Бабушка перевела взгляд на игрушку у себя на коленях, бережно взяла ее и приблизила к глазам.
– Спасибо, – с чувством сказала она, осмотрев скомороха с ног до колпака и позвенев колокольчиками. – Клевый малый.
– А это я в шестом классе, – указала я на портрет.
Бабушка уставилась на меня непонимающе, и ее улыбка погасла.
– Это я, Марта, – повторила я, тыкая пальцем в стекло, защищавшее фотографию.

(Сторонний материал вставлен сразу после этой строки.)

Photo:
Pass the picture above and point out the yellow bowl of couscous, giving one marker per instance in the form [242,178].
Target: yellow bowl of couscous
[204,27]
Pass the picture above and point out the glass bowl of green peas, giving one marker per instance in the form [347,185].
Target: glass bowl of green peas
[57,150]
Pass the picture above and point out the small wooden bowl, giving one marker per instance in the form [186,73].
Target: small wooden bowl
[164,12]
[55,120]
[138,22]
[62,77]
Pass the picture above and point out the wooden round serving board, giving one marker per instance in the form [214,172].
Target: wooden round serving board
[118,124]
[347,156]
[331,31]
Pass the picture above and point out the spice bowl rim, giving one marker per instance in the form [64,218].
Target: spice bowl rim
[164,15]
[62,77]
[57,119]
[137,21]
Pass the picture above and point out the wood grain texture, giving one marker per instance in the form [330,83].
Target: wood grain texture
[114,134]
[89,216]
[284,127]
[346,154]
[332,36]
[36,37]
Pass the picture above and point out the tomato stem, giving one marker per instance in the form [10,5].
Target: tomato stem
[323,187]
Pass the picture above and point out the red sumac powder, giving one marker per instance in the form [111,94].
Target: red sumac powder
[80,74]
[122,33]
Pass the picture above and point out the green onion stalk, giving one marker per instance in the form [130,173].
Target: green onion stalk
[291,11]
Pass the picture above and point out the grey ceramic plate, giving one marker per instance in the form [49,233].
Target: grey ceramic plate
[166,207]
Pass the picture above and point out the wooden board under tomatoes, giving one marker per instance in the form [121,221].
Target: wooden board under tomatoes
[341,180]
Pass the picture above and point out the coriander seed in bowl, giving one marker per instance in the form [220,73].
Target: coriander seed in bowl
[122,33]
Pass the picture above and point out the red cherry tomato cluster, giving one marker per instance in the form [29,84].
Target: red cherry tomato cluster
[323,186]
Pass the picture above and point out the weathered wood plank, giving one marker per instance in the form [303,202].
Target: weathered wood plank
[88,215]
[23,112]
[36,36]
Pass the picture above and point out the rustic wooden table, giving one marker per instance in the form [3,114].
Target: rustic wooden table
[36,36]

Бабушка кашлянула, повернулась к окну и стала смотреть на горящий за окном фонарь. Потом она, не поворачивая головы, искоса глянула на меня с таким выражением, будто у меня не все дома. Я не понимала, в чем дело, но решила не обращать внимания. Раскрыла книгу на той странице, которую папа заложил проездным, и начала читать. «– Во всяком случае, он перед смертью узнает, что такое любовь, – заметила Маделен. Андреа Берден вывернула губы, обнажив зубы в некоем подобии улыбки. – Еще бы, узнает, – сказала она. – И давай я расскажу как». Дальше следовал рассказ о том, как находят друг друга и спариваются ягуары (речь шла о них), и, дойдя до слова «пенис», я запнулась и призадумалась, прилично ли, читая собственной бабушке, произносить такие слова. С одной стороны, бабушка может вознегодовать, но с другой это же нормальное научное слово, медицинский термин, и на языке древних римлян означает всего-навсего «хвост». Так что я прочитала, и бабушка не моргнула глазом – ее больше волновало, что Андреа Берден, которая произносила всю эту речь, довольно циничную по отношению к ягуарам и слушателям, прикрывала свою циничность заботой о благополучии животных и самоуверенно считала свои слова и поступки истиной в последней инстанции.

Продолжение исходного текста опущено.